The goal of this project is to implement an efficient vector space retrieval application for a given document/query collection. Compared to the vanilla vector space model (retrieval), various performance improvements like pre-clustering of documents, tiered indexes and random projections are used.

Notifications You must be signed in to change notification settings

WeberNick/vector-space-retrieval

Repository files navigation

Vector Space Retrieval

An efficient Vector Space Model (VSM) implementation for retrieving medical data. Built within the team project for the course Information Retrieval and Web Search at the University of Mannheim.

Table of Contents

Prerequisites

There are several tools you will need to install and execute the application. In the following is a list with all required tools and technologies required for installing and running the system:

  • UNIX-like operating system: All development and testing was carried out on UNIX-like operating systems. On Windows we encountered several compiler problems. Although fixed, we still strongly recommend to use a UNIX-like operating system (tested under macOS High Sierra Version 10.13.4, and Ubuntu 16.04.4 LTS)
  • CMake: We use CMake as platform independent build system. Before compiling several requirements will be checked by CMake and the compilation process will either fail or a warning will be emitted if requirements are not satisfied.
  • GNU Make: As development and testing was carried out on UNIX-like operating systems, the de-facto standard build and install system GNU Make is used internally by CMake.
  • C++17 compatible compiler: As all tests were carried out with GCC 7.3.0, we recommend to use this one or a never version
  • boost: We use the popular C++ library boost for several convenience functionalities such as efficiently splitting strings or dynamically creating bit vectors. If not already installed on your system, you will need to download the Header-Only Library part of boost.
  • Node.js: If you want to use the system with a web interface you will need to have Node.js installed. The evsr-web part was tested under Node v10.1.0
  • Other libraries used in our project are the Oleander Stemming Library and a C++ JSON Library. The source code of these libraries is included in the .zip.
  • Since this projects relies on pre-created Word Embedding files from the GloVe Project, you will have to download the files from there. The ./install.sh script will automatically take care of that. It uses cURL and unzip to do so. If you do not have those progams installed on your machine you have to download them manually. How to do so is explained in the following.

Configuring GloVe

  1. Download https://nlp.stanford.edu/data/glove.6B.zip
  2. Unzip it, and copy the file glove.6B.300d.txt to
  3. ./data/w2v
  4. ./evsr-web/server/evsr/data
  5. You can also have a look at the script download_glove.sh to see what would have been executed by the script

System Requirements

The retrieval system stores a lot of index structures in-memory.
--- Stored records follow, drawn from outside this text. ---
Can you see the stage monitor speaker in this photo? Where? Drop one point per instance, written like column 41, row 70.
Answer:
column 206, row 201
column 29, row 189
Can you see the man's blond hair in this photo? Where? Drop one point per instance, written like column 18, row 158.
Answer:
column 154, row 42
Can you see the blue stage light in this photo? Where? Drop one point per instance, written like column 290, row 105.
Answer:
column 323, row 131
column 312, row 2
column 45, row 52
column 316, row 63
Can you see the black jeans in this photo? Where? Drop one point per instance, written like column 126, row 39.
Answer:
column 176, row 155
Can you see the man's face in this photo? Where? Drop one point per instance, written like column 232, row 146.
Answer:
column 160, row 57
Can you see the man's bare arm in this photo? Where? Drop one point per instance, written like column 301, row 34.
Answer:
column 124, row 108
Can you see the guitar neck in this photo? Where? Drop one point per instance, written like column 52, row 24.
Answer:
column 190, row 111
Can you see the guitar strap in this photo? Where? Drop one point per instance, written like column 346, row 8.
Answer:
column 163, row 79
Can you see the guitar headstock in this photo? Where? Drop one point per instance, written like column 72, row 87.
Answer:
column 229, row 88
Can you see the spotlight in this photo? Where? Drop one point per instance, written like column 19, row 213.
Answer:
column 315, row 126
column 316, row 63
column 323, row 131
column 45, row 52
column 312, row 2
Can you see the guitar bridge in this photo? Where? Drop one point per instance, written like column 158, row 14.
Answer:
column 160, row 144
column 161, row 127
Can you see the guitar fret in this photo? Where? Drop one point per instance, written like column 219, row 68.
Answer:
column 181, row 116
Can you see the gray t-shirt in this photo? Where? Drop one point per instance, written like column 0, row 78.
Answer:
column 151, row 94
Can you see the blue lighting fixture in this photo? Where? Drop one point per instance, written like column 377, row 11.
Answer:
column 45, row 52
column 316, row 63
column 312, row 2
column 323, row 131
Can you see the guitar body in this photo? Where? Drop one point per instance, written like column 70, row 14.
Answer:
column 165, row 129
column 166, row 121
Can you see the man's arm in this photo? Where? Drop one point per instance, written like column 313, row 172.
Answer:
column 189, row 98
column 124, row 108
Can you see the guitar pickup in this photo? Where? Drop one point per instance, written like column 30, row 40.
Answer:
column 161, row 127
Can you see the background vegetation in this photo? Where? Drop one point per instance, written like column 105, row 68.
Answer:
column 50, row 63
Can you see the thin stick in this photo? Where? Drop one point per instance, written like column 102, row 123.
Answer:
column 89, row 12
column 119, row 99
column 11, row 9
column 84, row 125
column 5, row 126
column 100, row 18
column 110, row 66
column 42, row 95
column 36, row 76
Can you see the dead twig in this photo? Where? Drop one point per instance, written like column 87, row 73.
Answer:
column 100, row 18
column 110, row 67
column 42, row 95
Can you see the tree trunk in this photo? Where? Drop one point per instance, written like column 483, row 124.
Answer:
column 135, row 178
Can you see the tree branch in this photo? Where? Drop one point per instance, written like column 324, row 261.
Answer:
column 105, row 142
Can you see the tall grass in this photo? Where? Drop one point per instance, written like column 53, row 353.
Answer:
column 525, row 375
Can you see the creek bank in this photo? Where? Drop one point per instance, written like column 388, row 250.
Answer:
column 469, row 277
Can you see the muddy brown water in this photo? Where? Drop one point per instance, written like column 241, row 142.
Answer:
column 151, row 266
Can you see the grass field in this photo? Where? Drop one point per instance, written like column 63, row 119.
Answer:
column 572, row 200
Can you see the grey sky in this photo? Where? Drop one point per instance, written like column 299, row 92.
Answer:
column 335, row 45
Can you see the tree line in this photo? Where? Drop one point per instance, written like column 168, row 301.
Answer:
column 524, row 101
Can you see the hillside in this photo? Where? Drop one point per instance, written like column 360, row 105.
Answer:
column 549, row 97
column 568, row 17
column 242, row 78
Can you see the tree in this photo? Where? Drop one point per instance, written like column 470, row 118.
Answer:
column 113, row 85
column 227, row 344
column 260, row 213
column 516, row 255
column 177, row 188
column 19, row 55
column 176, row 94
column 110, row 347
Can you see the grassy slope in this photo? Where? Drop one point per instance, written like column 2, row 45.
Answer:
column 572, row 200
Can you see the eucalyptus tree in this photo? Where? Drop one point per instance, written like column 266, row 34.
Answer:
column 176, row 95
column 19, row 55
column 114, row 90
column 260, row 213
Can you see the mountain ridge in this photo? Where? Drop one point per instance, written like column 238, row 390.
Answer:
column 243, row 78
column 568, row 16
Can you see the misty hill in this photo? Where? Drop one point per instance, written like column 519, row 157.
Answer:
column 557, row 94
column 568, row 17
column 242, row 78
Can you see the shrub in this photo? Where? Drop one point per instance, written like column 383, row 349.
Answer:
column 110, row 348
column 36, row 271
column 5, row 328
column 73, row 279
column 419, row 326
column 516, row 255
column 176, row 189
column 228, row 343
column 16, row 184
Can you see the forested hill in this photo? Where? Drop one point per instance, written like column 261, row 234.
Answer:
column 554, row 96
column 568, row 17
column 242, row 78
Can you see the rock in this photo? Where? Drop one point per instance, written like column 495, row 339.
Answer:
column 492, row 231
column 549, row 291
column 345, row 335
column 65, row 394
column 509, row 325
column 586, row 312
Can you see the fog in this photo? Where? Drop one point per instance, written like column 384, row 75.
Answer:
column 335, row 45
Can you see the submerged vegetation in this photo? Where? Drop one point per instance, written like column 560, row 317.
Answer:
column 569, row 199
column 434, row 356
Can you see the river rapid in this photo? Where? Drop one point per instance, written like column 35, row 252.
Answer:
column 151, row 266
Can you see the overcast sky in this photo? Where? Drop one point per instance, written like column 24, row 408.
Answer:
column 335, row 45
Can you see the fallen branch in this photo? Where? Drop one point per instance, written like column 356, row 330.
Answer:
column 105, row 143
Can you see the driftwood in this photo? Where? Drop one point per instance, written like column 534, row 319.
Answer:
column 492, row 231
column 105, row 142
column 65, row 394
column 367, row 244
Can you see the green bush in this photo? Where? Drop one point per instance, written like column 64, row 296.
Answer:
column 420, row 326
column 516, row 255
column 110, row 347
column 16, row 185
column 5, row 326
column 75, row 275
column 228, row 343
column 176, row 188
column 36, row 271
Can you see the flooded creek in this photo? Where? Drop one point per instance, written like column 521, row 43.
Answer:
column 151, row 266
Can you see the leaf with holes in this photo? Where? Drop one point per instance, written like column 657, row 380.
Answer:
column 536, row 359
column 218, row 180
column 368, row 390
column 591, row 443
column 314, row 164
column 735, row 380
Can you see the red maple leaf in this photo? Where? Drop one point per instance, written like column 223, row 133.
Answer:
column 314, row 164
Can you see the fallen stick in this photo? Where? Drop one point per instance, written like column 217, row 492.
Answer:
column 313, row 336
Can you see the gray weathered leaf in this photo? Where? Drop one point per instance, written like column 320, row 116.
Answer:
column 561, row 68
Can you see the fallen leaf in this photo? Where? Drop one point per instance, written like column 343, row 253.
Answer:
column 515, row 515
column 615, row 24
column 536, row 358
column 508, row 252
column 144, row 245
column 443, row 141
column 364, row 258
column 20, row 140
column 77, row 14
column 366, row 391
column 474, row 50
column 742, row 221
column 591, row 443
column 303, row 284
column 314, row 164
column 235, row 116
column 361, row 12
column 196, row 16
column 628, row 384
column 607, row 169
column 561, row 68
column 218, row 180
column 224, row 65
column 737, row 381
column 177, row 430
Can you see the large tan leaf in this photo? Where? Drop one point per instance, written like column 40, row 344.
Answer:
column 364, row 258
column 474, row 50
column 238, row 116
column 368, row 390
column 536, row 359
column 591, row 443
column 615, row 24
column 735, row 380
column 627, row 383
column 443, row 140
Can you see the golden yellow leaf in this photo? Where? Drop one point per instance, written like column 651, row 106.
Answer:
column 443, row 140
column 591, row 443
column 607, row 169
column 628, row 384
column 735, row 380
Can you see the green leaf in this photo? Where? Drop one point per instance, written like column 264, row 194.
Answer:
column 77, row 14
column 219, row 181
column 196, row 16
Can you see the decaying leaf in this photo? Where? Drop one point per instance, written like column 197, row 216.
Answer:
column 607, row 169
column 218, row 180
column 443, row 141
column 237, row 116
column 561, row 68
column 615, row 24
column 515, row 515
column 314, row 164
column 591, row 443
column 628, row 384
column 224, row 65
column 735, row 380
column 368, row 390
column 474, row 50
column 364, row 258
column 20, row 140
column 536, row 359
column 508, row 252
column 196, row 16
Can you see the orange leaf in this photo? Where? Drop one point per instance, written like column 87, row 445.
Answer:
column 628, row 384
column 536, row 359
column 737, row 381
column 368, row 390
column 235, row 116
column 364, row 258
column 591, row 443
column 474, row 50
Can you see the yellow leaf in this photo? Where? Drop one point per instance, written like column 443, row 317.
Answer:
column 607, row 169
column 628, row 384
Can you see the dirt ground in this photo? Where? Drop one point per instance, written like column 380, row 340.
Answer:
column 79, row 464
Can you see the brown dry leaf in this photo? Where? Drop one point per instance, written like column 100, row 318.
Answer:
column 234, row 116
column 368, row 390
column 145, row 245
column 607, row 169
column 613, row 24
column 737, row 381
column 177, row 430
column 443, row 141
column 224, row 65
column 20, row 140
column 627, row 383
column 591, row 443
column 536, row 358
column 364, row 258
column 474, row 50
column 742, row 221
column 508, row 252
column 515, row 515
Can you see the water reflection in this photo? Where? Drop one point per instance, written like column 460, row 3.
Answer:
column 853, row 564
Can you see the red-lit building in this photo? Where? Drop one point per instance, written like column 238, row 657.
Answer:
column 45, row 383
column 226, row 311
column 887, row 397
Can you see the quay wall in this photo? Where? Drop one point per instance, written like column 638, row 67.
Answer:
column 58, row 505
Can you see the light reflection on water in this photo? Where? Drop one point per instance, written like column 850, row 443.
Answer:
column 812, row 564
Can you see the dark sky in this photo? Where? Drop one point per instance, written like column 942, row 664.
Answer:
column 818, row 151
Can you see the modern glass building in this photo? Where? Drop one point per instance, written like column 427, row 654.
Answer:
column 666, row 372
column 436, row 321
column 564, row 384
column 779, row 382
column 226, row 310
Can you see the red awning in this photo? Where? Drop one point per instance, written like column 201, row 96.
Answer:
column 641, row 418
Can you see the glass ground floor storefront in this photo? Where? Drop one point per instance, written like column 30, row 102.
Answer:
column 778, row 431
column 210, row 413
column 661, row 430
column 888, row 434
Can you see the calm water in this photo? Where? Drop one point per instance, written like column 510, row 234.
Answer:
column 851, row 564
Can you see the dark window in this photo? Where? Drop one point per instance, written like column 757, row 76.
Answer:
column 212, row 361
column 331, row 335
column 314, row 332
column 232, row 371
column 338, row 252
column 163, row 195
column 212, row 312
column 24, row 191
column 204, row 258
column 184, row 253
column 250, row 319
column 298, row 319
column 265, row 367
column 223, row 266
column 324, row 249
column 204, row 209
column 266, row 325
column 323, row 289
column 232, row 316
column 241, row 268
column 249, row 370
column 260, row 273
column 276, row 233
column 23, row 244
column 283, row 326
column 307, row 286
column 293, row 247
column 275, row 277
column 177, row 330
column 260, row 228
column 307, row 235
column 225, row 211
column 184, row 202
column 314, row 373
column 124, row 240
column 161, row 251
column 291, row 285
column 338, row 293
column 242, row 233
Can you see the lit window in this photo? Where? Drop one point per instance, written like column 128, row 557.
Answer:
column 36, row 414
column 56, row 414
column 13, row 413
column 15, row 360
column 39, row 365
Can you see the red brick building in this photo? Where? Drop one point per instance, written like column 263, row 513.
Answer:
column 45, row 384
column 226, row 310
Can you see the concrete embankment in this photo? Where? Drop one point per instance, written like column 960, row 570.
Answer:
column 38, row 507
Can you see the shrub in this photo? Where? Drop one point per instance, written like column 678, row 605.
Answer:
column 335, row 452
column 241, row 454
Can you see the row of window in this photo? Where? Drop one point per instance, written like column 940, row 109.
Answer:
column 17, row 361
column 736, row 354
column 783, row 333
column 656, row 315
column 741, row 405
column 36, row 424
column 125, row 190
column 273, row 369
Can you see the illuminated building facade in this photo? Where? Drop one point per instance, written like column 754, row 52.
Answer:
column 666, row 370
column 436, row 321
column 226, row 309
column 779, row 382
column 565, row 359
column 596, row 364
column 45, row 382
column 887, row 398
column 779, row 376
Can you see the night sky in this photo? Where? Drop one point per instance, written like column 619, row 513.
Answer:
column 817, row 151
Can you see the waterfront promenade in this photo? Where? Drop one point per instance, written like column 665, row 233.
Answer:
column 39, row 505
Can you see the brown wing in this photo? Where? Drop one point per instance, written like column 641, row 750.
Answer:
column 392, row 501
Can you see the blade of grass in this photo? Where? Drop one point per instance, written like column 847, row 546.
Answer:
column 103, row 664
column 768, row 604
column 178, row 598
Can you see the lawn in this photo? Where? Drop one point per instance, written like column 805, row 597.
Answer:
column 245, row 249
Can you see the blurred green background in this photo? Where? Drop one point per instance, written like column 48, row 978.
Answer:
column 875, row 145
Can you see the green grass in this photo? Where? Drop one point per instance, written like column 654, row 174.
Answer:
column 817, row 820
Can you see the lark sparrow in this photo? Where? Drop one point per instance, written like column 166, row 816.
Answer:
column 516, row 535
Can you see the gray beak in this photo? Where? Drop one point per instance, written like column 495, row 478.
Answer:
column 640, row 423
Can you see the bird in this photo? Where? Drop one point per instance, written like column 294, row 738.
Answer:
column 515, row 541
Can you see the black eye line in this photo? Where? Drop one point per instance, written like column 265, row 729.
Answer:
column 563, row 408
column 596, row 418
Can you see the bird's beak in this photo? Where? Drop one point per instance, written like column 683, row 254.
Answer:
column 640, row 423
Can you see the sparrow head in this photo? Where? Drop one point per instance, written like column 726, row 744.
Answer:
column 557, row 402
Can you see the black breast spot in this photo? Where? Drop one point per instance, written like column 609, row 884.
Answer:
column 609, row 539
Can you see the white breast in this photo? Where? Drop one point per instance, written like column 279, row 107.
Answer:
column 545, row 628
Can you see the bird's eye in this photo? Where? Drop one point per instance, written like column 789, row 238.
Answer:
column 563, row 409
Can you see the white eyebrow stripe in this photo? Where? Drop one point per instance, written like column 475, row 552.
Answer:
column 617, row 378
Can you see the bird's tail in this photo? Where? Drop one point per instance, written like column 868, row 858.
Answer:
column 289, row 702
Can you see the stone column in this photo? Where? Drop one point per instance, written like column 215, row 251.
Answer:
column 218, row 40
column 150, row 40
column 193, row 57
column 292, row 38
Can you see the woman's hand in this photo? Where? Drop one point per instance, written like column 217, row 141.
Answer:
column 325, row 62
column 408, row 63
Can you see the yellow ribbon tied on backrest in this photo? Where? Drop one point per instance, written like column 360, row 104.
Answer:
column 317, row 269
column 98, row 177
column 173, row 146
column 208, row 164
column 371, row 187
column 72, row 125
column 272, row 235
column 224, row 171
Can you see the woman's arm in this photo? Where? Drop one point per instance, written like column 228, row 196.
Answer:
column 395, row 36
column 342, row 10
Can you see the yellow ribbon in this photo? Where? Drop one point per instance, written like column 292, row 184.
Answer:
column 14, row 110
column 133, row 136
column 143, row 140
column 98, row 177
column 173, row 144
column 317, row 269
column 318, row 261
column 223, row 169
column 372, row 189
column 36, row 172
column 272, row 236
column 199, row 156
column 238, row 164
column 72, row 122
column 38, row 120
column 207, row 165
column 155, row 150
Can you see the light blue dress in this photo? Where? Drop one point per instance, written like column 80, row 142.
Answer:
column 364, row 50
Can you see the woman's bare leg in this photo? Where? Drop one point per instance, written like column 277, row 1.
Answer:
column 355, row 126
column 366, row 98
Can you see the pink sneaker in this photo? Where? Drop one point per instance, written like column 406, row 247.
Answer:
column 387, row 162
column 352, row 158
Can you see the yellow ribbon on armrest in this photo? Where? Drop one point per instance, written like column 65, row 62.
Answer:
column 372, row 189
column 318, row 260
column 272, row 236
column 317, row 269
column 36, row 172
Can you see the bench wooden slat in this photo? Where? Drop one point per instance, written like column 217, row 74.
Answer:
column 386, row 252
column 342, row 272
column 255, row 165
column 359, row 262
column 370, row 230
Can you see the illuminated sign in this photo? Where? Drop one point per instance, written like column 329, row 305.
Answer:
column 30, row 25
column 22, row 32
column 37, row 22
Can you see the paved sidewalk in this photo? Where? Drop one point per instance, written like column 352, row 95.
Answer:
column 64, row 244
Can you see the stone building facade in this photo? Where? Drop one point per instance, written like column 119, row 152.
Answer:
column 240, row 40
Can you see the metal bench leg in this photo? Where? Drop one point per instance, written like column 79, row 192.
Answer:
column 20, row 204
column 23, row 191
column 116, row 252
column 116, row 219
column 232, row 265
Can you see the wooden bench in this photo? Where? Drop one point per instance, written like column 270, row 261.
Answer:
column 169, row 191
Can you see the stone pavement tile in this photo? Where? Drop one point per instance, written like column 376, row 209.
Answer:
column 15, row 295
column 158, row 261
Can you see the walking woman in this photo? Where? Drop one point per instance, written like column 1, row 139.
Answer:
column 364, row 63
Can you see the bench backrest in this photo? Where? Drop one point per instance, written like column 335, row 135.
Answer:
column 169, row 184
Depending on the settings and execution mode, the system might need up to 2GB of main memory.

Project Structure

data

All data files required for the system are stored here. We used the medical dataset nfcorpus from the Statistical NLP Group at the University of Heidelberg (a detailed description of the dataset can be found in data/README.md). By default, the system will search here for the required data files. Optionally, you can provide your own file paths as command line argument (for more details see Command Line Arguments). Note: For queries, it is not possible to provide a custom path for each query type but you can provide a path to the directory where all the query files are stored. It is IMPORTANT to keep the same naming conventions otherwise the query files can not be found (The convention is: q-[Query Type].queries; Possible Query Types are {'all', 'nontopictitles', 'titles', 'viddesc', 'vidtitles'}). Also, in our setting, the query document file uses a '~' delimiter between the query ID and its content. The delimiter is hard coded into the system and must therefore match.

docs

In this directory you can find the documentation of our source code. It was generated by using doxygen.

evsr-web

In order to use the system from within a web interface, we implemented a small web server. For further informations read the instructions in this directory.

python

Python scripts used for preprocessing and crawling the web.

src

Directory of the C++ source code of the system and its libraries. For further information regarding the source code, take a look into the Documentation at docs.

test

Directory of the unit tests.

Getting Started

The build and installation process will be described in the following. Follow the Quick Start Guide for a fast installation and get the system running. This works only if the boost library can be located in its default path. For a more detailed installation guide or if you encounter problems, take a look at Detailed Installation Guide. Note: The installation process normally takes up to 10-15 minutes, since some dependencies need to be downloaded (depending on your broadbandwitdh, this process can take longer).

Quick Start Guide

  • Make sure all the Requirements are satisfied

  • Clone the source with git :

git clone https://github.com/WeberNick/vector-space-retrieval.git
  • Build and install:
cd vector-space-retrieval
./install.sh
  • Run
./bin/evsr_run       # Run the system

Detailed Installation Guide

  • Make sure all the Requirements are satisfied
  • Clone the source with git :
git clone https://github.com/WeberNick/vector-space-retrieval.git

Set Up

  • To install and build the system, several additional options can be (and sometimes must be) provided to the installation process. A complete list of options is provided later.
  • If boost is not located in the default search path (on Linux /usr/include/boost, /usr/local/Cellar/boost if installed using homebrew), you have to provide the absolute or relative path to the include directory of boost via the -b option.
  • If GCC is not the default compiler on your system (on macOS g++ is often mapped to use clang instead) you may want to provide a path to the C++ compiler via the -cxx option (e.g., /usr/bin/g++)
cd vector-space-retrieval
./install.sh [-b [/path/to/boost/include]] [-cxx [/path/to/c++-compiler]] 
Command Line Argument Description Default Expects parameter
-cxx/--cxx Set a custom C++ compiler path Empty (Use system default) String Path
-b/--boost Set a path to Boost include dir Empty (Try standard paths) String Path
-a/--all Deletes every generated directory as well as all cloning all external Libraries false -
-h/--help Displays the help message false -

Run

  • To run the system, several additional command line arguments can be provided to the executable. A complete list of command line arguments is provided in the console by running
./bin/evsr_run --help
Command Line Arguments

In the following table we briefly introduce all the command line arguments.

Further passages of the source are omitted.